Zum Gespräch ins Jerusalemer King David Hotel
kommt Grossman auf die Minute genau, er eilt geradezu in die Lobby
und hält Ausschau nach dem Berichterstatter aus Deutschland. Wie das
Wetter denn im März in Deutschland sei, und dann noch mal die Messe
in Leipzig. Er hat sich vom Verlag überreden lassen, dort aus seinem
Buch zu lesen. Er fürchte sich vor Menschenmassen und sagt, für
Elfriede Jelinek und ihr Fernbleiben bei der Nobelpreisverleihung
habe ja auch jeder Verständnis gehabt, "ich zuallererst".
In den folgenden zwei Stunden ist Grossman dann
kaum zu bremsen. Der Pfefferminztee vor ihm wird kalt, sein Blick
haftet geradezu auf den Augen des Gesprächspartners, und als läge
ihm etwas Schweres auf der Brust, das er schon lange hatte loswerden
wollen, spricht er fast ohne Unterbrechung über eine Stunde lang
über die Politik im Nahen Osten und deren Hauptakteur, Ariel
Scharon.
Dabei zollt David Grossman, der linke
Schriftsteller und einer der prononciertesten Kritiker Scharons, dem
Premierminister Respekt. Leicht fällt ihm das nicht: "Ich kann nicht
sagen, dass ich Scharon mag, aber dass er den Gaza-Streifen aufgeben
will, davor habe ich große Hochachtung." Womöglich überblicke
Scharon die Dynamik gar nicht, die er mit dem Gaza-Rückzug anstoßen
werde.
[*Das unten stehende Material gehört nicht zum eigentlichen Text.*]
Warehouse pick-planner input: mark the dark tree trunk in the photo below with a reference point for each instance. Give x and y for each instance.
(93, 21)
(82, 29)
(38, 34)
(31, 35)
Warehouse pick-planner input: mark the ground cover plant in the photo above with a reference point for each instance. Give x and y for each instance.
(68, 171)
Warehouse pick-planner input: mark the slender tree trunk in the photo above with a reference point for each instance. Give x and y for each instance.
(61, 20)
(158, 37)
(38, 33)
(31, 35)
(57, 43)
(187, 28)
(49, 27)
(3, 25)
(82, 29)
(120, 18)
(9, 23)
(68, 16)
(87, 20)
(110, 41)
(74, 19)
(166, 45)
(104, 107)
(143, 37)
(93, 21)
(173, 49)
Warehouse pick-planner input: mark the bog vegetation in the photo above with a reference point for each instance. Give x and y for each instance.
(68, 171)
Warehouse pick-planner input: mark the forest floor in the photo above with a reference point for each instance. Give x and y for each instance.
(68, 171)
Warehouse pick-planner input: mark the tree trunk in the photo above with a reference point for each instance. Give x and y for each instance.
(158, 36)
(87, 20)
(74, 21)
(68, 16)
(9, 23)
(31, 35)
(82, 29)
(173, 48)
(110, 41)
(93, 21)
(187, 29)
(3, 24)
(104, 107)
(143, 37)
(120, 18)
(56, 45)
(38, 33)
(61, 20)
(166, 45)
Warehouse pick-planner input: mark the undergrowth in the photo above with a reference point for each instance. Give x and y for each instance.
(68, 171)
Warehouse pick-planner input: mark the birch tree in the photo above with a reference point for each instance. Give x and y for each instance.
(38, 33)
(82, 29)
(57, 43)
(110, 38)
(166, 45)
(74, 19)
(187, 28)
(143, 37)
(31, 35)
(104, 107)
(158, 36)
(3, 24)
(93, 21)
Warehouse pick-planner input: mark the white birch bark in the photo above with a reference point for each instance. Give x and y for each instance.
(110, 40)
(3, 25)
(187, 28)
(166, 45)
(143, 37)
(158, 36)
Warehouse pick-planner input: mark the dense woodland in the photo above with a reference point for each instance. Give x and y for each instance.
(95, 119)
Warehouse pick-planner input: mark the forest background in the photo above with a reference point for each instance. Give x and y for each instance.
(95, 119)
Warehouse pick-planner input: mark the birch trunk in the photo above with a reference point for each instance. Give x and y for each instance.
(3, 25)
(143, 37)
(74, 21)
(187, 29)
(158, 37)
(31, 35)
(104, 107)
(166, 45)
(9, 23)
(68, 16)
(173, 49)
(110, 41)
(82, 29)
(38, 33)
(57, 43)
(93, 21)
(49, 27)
Zumindest aber habe er einen Perspektivenwechsel
durchgemacht: "Scharon sieht die Dinge vom Premierministersessel aus
nun differenzierter, als Oppositionschef hat er nur gezetert und
gebissen und gelogen, weil er keine Verantwortung trug." Er wolle
seinen schlechten Ruf polieren, der ihm seit dem Libanon-Krieg
anhafte, "indem er Frieden macht mit den Palästinensern". Scharon
trage "so viele Opfer auf seiner Seele, dass er das Gefühl hat, er
müsse jetzt etwas wiedergutmachen". In gewisser Weise habe sich
Scharon mit seiner Annäherung an die Palästinenser als
"Ausführungsorgan der linken Ideologie" entpuppt, die seit jeher die
Besatzung von Gaza-Streifen und Westjordanland als Unrecht geißelt.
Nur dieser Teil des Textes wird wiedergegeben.